Beaucoup de souvenirs sont restés éparpillés dans ma mémoire. Ils sont liés à des lieux. Il est peut-être utile d’expliquer la vie de quartier dans les années cinquante ou soixante à Casablanca . Les familles n’étaient pas isolées. Lorsqu’une personnes trouvait une maison quelque part, elle cherchait à attirer des membres de la famille ou de la tribu pour venir habiter à côté d’elle.
On s’est alors retrouvés quelque sept ou huit familles à habiter dans le même quartier de Bouchentouf. La maison d’un oncle était collée à la nôtre avec une fenêtre ouverte sur les deux terrasses. Se retrouver dans cet environnement spatial est une chance extraordinaire pour un enfant. Aller d’une maison à l’autre , gravir tous ses escaliers, sauter d’une terrasse à l’autre, vivre dans plusieurs rues, rencontrer des cousins germains, proches ou lointains ainsi que leurs amis, découvrir chaque jour de nouvelles choses. Je rentrais à la maison fatigué et attendant le lendemain.
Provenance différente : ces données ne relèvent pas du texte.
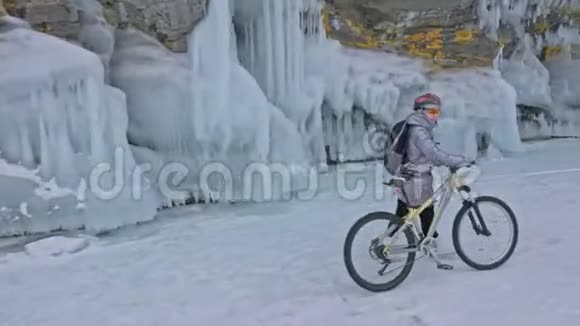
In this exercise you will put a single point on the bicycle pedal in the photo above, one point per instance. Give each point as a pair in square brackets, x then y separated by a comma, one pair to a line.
[446, 267]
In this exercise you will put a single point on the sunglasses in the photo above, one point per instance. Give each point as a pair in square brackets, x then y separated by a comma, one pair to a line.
[433, 111]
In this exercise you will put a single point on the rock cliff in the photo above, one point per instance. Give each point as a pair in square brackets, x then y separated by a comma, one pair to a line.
[169, 21]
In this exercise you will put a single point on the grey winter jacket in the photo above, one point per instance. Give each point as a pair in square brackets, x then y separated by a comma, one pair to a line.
[422, 155]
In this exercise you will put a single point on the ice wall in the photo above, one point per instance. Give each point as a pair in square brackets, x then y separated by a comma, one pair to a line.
[59, 124]
[203, 111]
[271, 39]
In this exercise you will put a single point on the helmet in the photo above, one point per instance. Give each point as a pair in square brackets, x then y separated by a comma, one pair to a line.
[425, 100]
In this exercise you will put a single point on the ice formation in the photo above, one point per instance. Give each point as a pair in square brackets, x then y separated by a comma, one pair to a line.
[259, 85]
[59, 121]
[272, 88]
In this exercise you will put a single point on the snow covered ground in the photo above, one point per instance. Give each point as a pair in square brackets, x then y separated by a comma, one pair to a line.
[281, 263]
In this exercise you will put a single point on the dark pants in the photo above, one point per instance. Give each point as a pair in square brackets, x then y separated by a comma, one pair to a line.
[426, 216]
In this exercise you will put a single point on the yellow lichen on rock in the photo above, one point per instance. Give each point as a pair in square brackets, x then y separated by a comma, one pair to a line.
[463, 36]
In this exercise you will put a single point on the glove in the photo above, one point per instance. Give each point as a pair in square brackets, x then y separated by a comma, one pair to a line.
[462, 165]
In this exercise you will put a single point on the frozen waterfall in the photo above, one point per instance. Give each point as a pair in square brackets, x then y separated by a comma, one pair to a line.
[64, 158]
[258, 104]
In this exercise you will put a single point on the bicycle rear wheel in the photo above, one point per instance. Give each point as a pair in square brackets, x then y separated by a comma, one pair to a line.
[379, 263]
[487, 220]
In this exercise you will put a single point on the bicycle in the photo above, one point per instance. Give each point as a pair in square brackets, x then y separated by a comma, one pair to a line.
[382, 250]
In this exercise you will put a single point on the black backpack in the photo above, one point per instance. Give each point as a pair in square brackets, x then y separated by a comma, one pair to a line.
[396, 147]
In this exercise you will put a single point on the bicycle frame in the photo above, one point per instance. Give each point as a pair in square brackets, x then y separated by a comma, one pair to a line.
[445, 191]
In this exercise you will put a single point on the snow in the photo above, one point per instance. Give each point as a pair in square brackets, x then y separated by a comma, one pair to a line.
[281, 263]
[56, 246]
[59, 123]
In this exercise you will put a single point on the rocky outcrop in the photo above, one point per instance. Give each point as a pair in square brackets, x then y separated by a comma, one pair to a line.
[444, 32]
[169, 21]
[449, 33]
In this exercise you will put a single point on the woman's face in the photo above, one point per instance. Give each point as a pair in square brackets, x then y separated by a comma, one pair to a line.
[432, 114]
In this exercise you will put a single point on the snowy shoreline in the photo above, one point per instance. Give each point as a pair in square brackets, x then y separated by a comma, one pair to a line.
[270, 90]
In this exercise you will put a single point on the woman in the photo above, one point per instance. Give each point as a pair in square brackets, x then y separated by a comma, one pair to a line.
[422, 154]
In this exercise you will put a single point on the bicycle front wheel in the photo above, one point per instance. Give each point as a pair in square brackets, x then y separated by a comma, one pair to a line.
[485, 233]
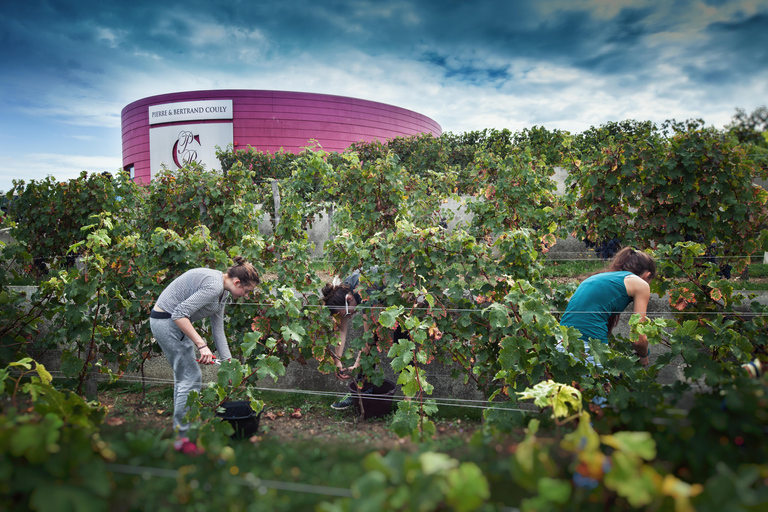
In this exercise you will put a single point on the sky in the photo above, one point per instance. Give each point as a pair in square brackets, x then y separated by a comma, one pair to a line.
[68, 67]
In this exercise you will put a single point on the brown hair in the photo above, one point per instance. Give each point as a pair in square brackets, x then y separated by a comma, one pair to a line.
[633, 261]
[335, 296]
[243, 271]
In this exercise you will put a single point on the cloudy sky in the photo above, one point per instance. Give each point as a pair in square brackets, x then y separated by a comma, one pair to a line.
[68, 67]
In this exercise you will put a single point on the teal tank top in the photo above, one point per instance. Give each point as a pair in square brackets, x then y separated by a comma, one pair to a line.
[596, 299]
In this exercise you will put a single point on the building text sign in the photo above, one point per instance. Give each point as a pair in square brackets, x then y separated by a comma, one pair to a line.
[190, 111]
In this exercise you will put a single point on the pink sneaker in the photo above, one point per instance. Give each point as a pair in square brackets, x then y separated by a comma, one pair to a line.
[184, 445]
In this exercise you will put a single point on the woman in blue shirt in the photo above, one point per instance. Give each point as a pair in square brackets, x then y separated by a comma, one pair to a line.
[595, 307]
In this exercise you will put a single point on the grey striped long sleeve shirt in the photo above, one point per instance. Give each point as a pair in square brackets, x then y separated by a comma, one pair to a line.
[196, 294]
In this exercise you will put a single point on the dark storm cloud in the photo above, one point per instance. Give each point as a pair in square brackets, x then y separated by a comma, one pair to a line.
[471, 41]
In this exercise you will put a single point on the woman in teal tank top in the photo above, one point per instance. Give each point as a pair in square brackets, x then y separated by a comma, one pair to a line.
[595, 307]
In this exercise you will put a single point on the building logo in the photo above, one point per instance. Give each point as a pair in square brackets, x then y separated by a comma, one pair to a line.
[186, 149]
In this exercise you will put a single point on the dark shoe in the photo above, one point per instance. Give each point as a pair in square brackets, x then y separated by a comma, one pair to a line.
[344, 403]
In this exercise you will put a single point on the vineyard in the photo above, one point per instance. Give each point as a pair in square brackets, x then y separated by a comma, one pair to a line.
[99, 250]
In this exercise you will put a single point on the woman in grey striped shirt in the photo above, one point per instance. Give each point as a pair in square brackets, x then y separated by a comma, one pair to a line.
[196, 294]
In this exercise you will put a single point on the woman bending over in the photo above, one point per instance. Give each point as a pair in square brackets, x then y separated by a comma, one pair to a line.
[595, 307]
[196, 294]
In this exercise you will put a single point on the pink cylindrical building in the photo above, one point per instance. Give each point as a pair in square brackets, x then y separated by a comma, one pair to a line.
[172, 129]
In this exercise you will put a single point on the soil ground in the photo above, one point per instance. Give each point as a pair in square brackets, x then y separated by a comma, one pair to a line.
[315, 421]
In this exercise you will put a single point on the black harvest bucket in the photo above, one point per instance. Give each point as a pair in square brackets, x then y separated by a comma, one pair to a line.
[376, 400]
[242, 417]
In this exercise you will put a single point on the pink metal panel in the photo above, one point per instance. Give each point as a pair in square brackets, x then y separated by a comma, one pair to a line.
[270, 120]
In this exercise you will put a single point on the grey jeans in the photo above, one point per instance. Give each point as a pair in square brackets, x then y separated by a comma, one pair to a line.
[180, 353]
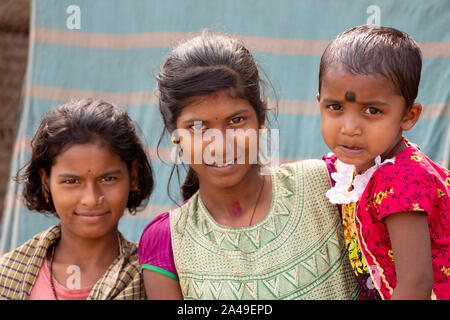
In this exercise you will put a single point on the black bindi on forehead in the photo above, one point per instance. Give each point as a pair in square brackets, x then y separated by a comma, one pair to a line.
[350, 96]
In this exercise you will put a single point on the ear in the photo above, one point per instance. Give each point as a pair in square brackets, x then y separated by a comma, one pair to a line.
[44, 180]
[134, 180]
[411, 117]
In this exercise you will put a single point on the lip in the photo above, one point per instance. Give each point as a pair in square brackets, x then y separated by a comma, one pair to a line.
[91, 216]
[352, 150]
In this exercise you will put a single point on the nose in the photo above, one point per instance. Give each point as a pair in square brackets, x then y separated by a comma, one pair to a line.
[351, 125]
[91, 196]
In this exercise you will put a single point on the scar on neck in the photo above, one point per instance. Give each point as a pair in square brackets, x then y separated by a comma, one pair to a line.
[236, 208]
[214, 96]
[350, 96]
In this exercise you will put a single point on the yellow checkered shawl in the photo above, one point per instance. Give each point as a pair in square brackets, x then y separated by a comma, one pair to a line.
[19, 269]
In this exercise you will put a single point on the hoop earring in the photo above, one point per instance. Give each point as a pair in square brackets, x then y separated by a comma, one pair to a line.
[46, 194]
[263, 158]
[176, 154]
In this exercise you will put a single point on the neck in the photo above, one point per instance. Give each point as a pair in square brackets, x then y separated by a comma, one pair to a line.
[234, 206]
[84, 252]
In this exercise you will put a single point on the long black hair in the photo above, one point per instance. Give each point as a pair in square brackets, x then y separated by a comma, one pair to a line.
[205, 64]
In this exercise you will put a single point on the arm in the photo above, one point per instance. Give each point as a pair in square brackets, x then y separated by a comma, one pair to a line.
[161, 287]
[410, 240]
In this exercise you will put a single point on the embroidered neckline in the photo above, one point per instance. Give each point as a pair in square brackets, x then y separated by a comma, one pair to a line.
[345, 177]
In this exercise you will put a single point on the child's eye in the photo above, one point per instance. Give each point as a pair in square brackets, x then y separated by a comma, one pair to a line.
[236, 120]
[334, 107]
[198, 125]
[109, 179]
[372, 110]
[71, 181]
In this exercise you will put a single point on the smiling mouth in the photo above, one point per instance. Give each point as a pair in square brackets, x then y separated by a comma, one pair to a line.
[91, 214]
[351, 149]
[223, 165]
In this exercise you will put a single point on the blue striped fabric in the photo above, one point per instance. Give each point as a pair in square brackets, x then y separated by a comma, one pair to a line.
[120, 45]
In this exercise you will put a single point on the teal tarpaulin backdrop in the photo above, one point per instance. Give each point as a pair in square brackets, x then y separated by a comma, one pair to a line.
[112, 49]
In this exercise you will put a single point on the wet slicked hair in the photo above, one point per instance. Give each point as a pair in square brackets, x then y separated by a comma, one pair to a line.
[374, 50]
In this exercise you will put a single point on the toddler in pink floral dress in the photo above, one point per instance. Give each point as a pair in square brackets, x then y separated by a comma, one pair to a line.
[395, 200]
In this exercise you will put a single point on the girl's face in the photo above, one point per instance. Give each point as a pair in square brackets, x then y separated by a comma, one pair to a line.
[89, 185]
[234, 122]
[362, 116]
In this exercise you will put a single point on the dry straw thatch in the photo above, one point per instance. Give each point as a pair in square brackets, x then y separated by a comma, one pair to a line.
[14, 26]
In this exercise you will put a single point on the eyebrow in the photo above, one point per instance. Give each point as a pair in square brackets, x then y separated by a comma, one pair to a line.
[107, 173]
[373, 103]
[230, 116]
Les souvenirs précis qui restent sont liés au bouquiniste d’une place à côté de l’école Razouq, il s’appelait Ba Omar. On empruntait chez lui des livres de bandes dessinées à un rial la journée: Rodéo, Kiwi, Akim, Zembla, Blek le roc. Les enfants venaient chez lui de plusieurs quartiers. Ils y avaient quatre marchands de BD à Derb Sultan, mais il était le plus connu. D’abord parce qu’il avait les BD les plus récentes et ensuite parce qu’il savait raconter des histoires, surtout ses démêlées avec la police lorsqu’il rentrait soul chez lui. Je prenais mon temps pour choisir une BD en l’écoutant raconter à un de ses amis ou client adulte une de ses aventures. Pour un rial de la location de BD, j’avais droit à une histoire dessinée et écrite et à une autre entendue, mais pas moins intéressante.

Quel est l’événement qui vous a marqué le plus durant cette période?
Les années soixante sont des années de transformations importantes pour le Maroc et pour une ville comme Casablanca. Ces transformations ont été vécues par chacun d’une certaine manière dans les quartiers de villes. Pour ma part, il y avait deux événements marquants. Le premier qui a marqué toute une génération c’est celui de mars 65 qui va faire basculer le Maroc vers l’état d’exception. L’évènement a fait des centaines de morts et de blessés. Il a commencé  d’une manière imprévisible dans les lycées pour enflammer toute la ville. Mon père est venu nous chercher tôt de l’école pour nous ramener à la maison pour n’en sortir qu’à la fin des événements. On entendait des balles siffler, je ne comprenais pas grand-chose.Quelques jours après, lorsqu’on a recommencé à sortir, j’a rencontré un ami qui, tristement, me raconta que son grand frère qui était dans la rue, a été touché par une balle et il s’est vidé de son sang sans qu’il trouve secours. Je ne comprenais toujours pas le sens de tout cela, mais je partageais sa tristesse. Après 65 ans, mes souvenirs du quartier sont devenus plus opaques, je ne retenais plus grand-chose.

Qu’est-ce qui distingue Derb Sultan des autres quartiers de Casablanca?
Derb Sultan appartient aux vieux quartiers de Casablanca avec la Médina, Derb Ghallef et Hay Mohammadi, ce sont des lieux d’effervescence, de mouvement et sont composés d’un ensemble de sous quartiers. Derb Sultan a eu aussi la particularité d’intégrer plusieurs catégories sociales et plusieurs types d’activités. Aujourd’hui c’est un grand quartier populaire. Avec des activités commerçantes disparates. Dans Derb Sultan des années soixante, les maisons étaient habitées par leurs propriétaires, qui les avaient construites.  Aujourd’hui, ces maisons ont été subdivisées et sous louées , les terrasses ont été construites en tôles. De nouvelles formes de bidonvilles ont vu le jour. Le quartier s’est densifié, paupérisé, les jeunes attendent. Les gens ont l’impression d’avoir subi une chute sociale. Il reste le Raja, les commerces de Grigouane et de Qoréa, Garage Allal, les rudes traversées des Kissarias. A Derb Sultan, les cinémas ont fermé et Oum Keltoum s’est tue.